The Example of Mississippi
The case of Mississippi, the poorest state in the country, highlights how central the issue of voting rights is for white supremacists and their allies.
A case waiting to be heard by the Supreme Court, but not yet on its docket, concerns whether ex-felons can vote after serving their sentence. Mississippi is not the only state that denies that right but is unique because of the origins of the state’s Constitution.
Not every felony conviction in Mississippi involves people losing their voting rights, but 22 of them do. Some legal groups say that constitutional provisions in the state must be reviewed and struck down.
“Mississippi is keeping a provision of the 1890 constitution in place that everyone agrees was racially discriminatory when it was adopted,” according to the Deputy Director of Impact Litigation for the Mississippi Center for Justice Paloma Wu.
That the 1890 Constitution provision has never been struck down – even after the Court declared Jim Crow illegal in the late 1960s – shows how entrenched systemic and institutional racism is.
The fact that Florida, Georgia, Texas, Mississippi and other Republican states seek to advance racially motivated voting laws is not an accident. If you cannot vote, it is difficult to make legal changes.
Health care reforms are also opposed by these same reactionary forces. Ten states, all with Republican majority legislatures, refuse to expand Medicaid for the poor. This leads to more illness and deaths among Black and Brown people, as well as poor whites.
The attacks on basic rights that began against African Americans and extended to other oppressed national minorities, women, the disabled and LGBT-plus communities is not an accident. It is outrageous, but the far right does not care. Their plan is to eliminate these safety net programs.
Recovering History for the Future
The idea of ‘Make America Great Again’ harks back to the time of racial tyranny. Far-right forces attempt to end the teaching of fact-based history so that future generations have no ability to critique the present as a reflection of the past.
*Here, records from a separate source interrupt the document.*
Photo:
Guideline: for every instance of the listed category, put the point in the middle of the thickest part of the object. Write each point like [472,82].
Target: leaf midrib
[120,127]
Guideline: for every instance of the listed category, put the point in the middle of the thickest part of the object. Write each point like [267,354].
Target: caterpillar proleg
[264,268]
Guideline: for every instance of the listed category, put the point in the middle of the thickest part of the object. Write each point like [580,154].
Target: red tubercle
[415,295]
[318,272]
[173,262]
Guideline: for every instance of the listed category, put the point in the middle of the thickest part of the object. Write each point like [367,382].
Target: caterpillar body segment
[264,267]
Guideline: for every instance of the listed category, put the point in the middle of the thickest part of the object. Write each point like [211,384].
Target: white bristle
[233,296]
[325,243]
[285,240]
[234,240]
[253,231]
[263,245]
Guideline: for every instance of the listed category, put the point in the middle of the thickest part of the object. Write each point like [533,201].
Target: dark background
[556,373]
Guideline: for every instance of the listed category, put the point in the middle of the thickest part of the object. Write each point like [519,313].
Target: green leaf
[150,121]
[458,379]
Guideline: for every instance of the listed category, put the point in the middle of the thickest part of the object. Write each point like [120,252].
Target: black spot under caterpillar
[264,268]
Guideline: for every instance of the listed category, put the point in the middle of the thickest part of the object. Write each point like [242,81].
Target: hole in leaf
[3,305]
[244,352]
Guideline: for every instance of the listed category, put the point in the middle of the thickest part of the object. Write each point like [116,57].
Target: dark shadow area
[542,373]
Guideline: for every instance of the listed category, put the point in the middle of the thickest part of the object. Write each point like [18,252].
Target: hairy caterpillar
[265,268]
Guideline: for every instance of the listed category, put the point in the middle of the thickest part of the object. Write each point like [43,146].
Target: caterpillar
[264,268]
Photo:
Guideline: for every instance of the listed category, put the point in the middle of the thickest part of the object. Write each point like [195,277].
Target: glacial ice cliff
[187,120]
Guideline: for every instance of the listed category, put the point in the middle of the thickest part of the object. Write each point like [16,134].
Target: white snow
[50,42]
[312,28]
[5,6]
In Crenshaw’s view, this is all with the goal of transforming the “decades-long journey towards greater social justice” into what the right admonishes as “wokeness” – which is in fact the encouraging of racial justice and equity.
“Wokeness has become the oppression, not the centuries of enslavement and genocide, and imperialism that has shaped the lives of people of colour, in ways that continue into the present,” said Crenshaw.
Resistance to this reactionary ideology by the public must start in the streets. Slaves rose up repeatedly. The early civil rights movement was against the institutions and elected officials of the major parties.
That resistance led first to partial reforms, and finally the downfall of legal segregation across the country.
There can be no reliance on electoral politics. Black and liberal faces in high places are a buffer for the ruling class, not a base to lead mass legal as well as extra-parliamentary actions.
The new generation must lead the fight back by returning to the resistance roots of Black history, where basic rights didn’t exist. To fight back successfully will come in many forms, but going to the streets and being proud to be Awake is top of the agenda.